Coincidentally, Ken and his wife Margie had just returned from a two-week cruise. Ken reported similar observations about his fellow travelers, most of whom were seniors. Some were vivacious, taking advantage of the classes and activities offered by the cruise ship, while others were withdrawn and didn’t come alive until mealtime.

As we discussed what each of us had experienced, we began wondering what accounted for these two different ways our age group was handling aging. Why were some people seeing the rest of their lives as an opportunity, while others were treating it as some kind of sentence?

Talking about this with our adult children, we discovered that this view of life was not limited to seniors—our middle-aged kids had some friends who also had the “best years are behind us” approach to life.

We thought about those of our friends and colleagues who were embracing—rather than enduring—life and tried to figure out what made them different.
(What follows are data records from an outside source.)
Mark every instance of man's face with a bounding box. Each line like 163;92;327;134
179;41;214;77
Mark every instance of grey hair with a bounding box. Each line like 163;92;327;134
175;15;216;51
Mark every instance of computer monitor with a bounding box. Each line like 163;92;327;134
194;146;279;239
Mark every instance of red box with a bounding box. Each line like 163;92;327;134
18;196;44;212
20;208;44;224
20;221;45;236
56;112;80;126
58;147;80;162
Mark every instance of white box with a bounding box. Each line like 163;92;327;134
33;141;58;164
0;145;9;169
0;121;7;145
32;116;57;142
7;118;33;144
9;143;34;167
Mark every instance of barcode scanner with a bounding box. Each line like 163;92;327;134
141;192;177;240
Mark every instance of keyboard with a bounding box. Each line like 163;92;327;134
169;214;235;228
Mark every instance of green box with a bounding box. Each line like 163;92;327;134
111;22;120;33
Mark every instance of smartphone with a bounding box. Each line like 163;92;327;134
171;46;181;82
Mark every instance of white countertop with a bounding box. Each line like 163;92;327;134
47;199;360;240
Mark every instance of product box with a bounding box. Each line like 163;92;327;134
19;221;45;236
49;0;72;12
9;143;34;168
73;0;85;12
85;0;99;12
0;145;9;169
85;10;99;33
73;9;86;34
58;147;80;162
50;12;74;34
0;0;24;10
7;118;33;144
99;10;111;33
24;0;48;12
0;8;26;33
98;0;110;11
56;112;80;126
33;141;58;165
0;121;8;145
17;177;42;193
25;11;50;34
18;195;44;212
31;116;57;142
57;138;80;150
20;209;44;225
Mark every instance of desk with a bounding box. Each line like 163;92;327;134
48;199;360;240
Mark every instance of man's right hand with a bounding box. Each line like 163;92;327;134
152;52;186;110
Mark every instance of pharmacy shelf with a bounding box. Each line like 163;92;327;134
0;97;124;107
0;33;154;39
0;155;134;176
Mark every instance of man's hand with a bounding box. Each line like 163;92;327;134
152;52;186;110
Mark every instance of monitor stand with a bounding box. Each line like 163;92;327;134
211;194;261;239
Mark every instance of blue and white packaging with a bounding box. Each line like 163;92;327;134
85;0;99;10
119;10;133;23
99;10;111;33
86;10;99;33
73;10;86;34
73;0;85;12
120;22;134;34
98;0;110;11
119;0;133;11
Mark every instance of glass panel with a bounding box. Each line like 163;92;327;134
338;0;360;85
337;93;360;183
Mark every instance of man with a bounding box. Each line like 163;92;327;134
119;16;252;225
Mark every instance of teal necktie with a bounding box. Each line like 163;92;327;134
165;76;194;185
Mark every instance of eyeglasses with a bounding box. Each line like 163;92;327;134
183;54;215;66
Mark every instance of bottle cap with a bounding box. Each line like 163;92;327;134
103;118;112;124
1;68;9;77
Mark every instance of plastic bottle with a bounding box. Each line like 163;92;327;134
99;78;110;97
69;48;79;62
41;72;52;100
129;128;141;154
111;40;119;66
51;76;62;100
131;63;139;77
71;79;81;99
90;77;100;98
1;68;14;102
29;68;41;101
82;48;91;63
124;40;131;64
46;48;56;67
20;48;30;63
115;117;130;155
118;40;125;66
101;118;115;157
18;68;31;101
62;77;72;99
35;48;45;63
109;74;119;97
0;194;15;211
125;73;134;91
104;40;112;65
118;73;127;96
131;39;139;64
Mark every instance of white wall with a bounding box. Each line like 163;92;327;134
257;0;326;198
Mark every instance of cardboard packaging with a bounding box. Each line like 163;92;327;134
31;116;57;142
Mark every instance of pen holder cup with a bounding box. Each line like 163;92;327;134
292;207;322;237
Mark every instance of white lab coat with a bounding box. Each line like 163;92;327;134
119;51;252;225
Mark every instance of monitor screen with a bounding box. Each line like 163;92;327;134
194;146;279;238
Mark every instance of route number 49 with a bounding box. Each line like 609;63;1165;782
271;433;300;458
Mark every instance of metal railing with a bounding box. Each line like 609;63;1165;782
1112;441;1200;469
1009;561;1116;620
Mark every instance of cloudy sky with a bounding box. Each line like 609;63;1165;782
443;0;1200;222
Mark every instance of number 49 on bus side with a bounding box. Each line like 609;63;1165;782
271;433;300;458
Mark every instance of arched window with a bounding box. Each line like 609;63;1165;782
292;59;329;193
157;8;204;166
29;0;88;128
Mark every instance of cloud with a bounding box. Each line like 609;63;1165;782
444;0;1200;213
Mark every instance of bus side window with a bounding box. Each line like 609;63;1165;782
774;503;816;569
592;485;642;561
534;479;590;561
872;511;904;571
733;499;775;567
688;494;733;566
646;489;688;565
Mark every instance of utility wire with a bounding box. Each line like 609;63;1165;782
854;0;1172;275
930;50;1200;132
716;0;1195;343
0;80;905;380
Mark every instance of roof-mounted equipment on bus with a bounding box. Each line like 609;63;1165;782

We concluded that much depended on what they believed about growing older and how they were approaching life. We also concluded that if those who were merely enduring could be helped to think differently, they might begin to behave differently and, if you will, refire.

What are you going to do with the rest of your life to make it healthy, joyful, and meaningful? We wrote Refire as a guide to answering that question. In the parable and suggestions that follow, we hope you find inspiration to create an exciting future.